Le maire socialiste Gilles Froidevaux et son exécutif à majorité de gauche, en l'occurrence unanime, n'ont pas froid aux yeux. A trois mois des élections communales, alors que la tendance en Suisse est aux diminutions fiscales, ils demandent aux Delémontains de payer davantage d'impôts en 2009. «Pas pour couvrir les frais ordinaires de notre ménage, mais pour réaliser des infrastructures culturelles et sportives nécessaires à la ville», explique le magistrat, candidat à un second mandat à la mairie.

C'est en fait un marché que les élus du chef-lieu jurassien proposent à leurs administrés. Contre une hausse «supportable» de 2,5% de la fiscalité locale, ils investiront 4,8 millions pour aménager la salle de spectacle Saint-Georges, 2,36 millions pour un centre de la jeunesse en périphérie de la ville et verseront 250000 francs durant quinze ans pour assurer la pérennité de la patinoire.

Trois objets qui apparaissent comme des serpents de mer de la politique delémontaine, toujours remis à plus tard, faute de moyens. «Nous prenons nos responsabilités», assène le maire. Qui entend transmettre un message sans équivoque: «Si nous n'obtenons pas le réajustement des impôts, nous ne pourrons pas les réaliser.»

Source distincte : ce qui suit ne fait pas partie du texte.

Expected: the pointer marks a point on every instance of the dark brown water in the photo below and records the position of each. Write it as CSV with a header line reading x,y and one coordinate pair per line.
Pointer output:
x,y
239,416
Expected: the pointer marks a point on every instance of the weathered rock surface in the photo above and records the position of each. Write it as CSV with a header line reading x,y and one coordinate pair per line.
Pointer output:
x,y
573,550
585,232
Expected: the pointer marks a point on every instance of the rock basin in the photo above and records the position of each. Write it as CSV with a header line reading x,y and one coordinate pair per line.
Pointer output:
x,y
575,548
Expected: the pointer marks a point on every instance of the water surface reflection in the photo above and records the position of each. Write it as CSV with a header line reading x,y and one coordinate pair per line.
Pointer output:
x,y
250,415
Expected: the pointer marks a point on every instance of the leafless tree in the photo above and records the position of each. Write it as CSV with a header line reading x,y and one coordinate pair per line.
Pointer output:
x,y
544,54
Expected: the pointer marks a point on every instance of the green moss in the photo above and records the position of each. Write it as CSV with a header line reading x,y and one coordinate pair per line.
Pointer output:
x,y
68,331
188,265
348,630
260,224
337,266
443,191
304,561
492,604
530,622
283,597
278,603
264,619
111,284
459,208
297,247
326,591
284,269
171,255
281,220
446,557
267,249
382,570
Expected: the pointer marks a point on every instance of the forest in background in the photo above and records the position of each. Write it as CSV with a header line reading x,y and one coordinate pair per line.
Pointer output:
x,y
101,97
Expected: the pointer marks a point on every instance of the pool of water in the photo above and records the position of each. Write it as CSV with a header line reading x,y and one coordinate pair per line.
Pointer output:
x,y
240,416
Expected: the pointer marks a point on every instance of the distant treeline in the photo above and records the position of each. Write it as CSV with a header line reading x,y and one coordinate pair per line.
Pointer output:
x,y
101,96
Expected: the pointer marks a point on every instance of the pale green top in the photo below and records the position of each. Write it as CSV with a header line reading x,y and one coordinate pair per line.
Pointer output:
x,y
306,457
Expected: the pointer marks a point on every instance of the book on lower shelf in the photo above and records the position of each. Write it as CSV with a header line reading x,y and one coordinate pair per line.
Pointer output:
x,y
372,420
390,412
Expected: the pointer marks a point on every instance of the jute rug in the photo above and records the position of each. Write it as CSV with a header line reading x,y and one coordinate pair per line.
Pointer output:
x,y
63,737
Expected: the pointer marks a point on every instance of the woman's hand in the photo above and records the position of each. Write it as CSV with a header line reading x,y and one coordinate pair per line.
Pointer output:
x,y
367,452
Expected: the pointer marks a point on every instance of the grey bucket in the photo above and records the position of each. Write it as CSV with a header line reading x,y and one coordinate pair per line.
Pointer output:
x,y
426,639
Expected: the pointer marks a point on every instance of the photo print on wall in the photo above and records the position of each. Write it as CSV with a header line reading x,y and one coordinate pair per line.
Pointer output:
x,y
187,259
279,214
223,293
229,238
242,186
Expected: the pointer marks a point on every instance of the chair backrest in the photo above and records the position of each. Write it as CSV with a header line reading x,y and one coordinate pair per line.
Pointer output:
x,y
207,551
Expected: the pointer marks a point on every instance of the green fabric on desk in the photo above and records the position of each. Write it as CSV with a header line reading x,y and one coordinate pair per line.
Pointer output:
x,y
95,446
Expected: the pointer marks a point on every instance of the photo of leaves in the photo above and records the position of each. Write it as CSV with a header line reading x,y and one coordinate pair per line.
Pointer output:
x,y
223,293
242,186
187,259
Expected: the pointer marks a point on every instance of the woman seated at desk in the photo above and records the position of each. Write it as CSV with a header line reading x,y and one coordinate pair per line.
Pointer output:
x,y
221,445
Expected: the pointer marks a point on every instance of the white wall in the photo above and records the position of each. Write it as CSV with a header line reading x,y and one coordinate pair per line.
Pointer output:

Delémont aurait souhaité lier, lors de la votation, la hausse d'impôt aux crédits pour réaliser les trois objets prévus. «Faute d'unité juridique de la matière, ce n'est pas possible», déplore Gilles Froidevaux. La décision sera prise en cascade. Le parlement local donnera son avis le 15 septembre. S'il refuse la hausse d'impôt, le château de cartes s'écroule. S'il l'accepte, le corps électoral votera le 26 octobre sur la question fiscale. Si le «oui» l'emporte, les Delémontains devront entériner, le 21 décembre, les trois crédits de réalisation. Dans l'intervalle, le 30 novembre, ils auront dû élire leurs autorités locales.

Transparence

Gilles Froidevaux et ses collègues du Conseil communal jouent la transparence. La hausse fiscale de 2,5% produira 770000 francs de recettes annuelles. Les besoins de financement des trois infrastructures se montent à 597000 francs par an. Les autorités estiment que les frais de fonctionnement de la salle de spectacle de Saint-Georges augmenteront d'une centaine de milliers de francs l'an.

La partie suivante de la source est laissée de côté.